It’s about customers and CIOs, not vendors and campaigns.

Lately there has been a whole lot of breast-beating and article writing attributing this trend to that vendor and this other trend to this other vendor. You may have noticed that we at F5 benefit from some of this noise. It is pretty well accepted that we are the ADC leader and most pundits include us as one of the few “cloud enabling” vendors.

But all of this misses the point. The point is that you, and your contemporaries around the world decide what The Next Big Thing will be, not some marketing person writing a campaign plan. The needs of the average IT department determine what is going to be successful and what is not. When a vendor enables something that you couldn’t do in the past, then marketing certainly makes you aware that it’s out there, but no vendor is responsible for any trend in high-tech. Smart technology companies acknowledge this in a couple of ways. First by offering products that solve your problems – be they problems we’ve known about since the 80s or something new that other technology changes have brought about. Second by telling you how their products/solutions solve your problems. Note that SaaS as presented in the 90s never really materialized, but Salesforce certainly did. Salesforce offered a product that solved a problem many – nearly all - of us had at the time, and used the SaaS model to make paying for it less painful than the big-systems alternatives. That worked well for Salesforce, but other names, some of them big names, had mediocre success or downright failure at doing the same thing.

Every once in a while I think it is critical that someone who writes in the space regularly reminds you of something the hype-cycle typically fails at: That it is about you, not a vendor or a vision or an architecture. That you need to make the architectural decisions that best suit your organization’s needs and not worry about what the flavor of the week is. There are a growing number of success stories with cloud in international businesses that want to have uniform global access to data, that doesn’t guarantee that your organization is best served by this model, it only means that early results show this model has promise for some organizations. Of course we’ll sell you gear if you go this route. We’ll also sell you gear if you don’t, call up your local sales rep and they’ll tell you all about it.

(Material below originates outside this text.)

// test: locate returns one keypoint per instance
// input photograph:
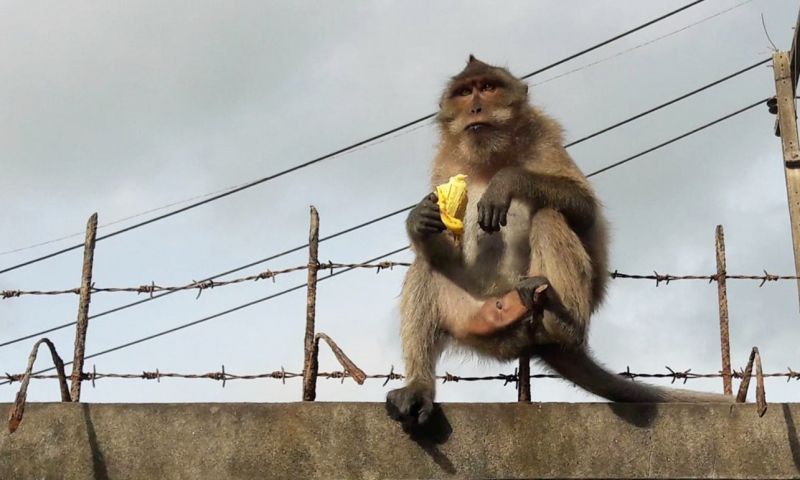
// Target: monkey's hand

The point is that there is no race. Do what makes sense to you at the rate it makes sense to you in the interests of best serving your employer. The days of the “cool new doodad” in IT are gone, but increasingly the business people are muttering about the “cool new doodad” – tablets and cloud both spring to mind – make it your job to help them understand where these things can help, and where they’re a threat or unnecessary overhead. The head of IT is increasingly under pressure to speak in plain language about strengths and weaknesses.

And if you’re not conversant with talking in your native tongue about high-tech, make it a point to get that way. Business users want to understand why something is a good or bad idea, they don’t generally want to understand the gory details. You may need them to back up your stance, but certainly sitting in a meeting with a group of business owners is not the time to start using throughput numbers and latencies. Simply a “we improved performance by X percent” is more in line with the needs of the business – unless you want the accounting and legal teams to start diving down into the details whenever you meet with them. Didn’t think so.

So go out there and solve your company’s IT problems. Have some fun doing it. Pay attention to the latest fad so you know when it is ripe with potential… But don’t obsess about it, because until you and your peers decide it is time to act, the latest fad is just so much ink and venture capital. And like I’ve said before, smart companies like F5 will be there to serve you when the time is right.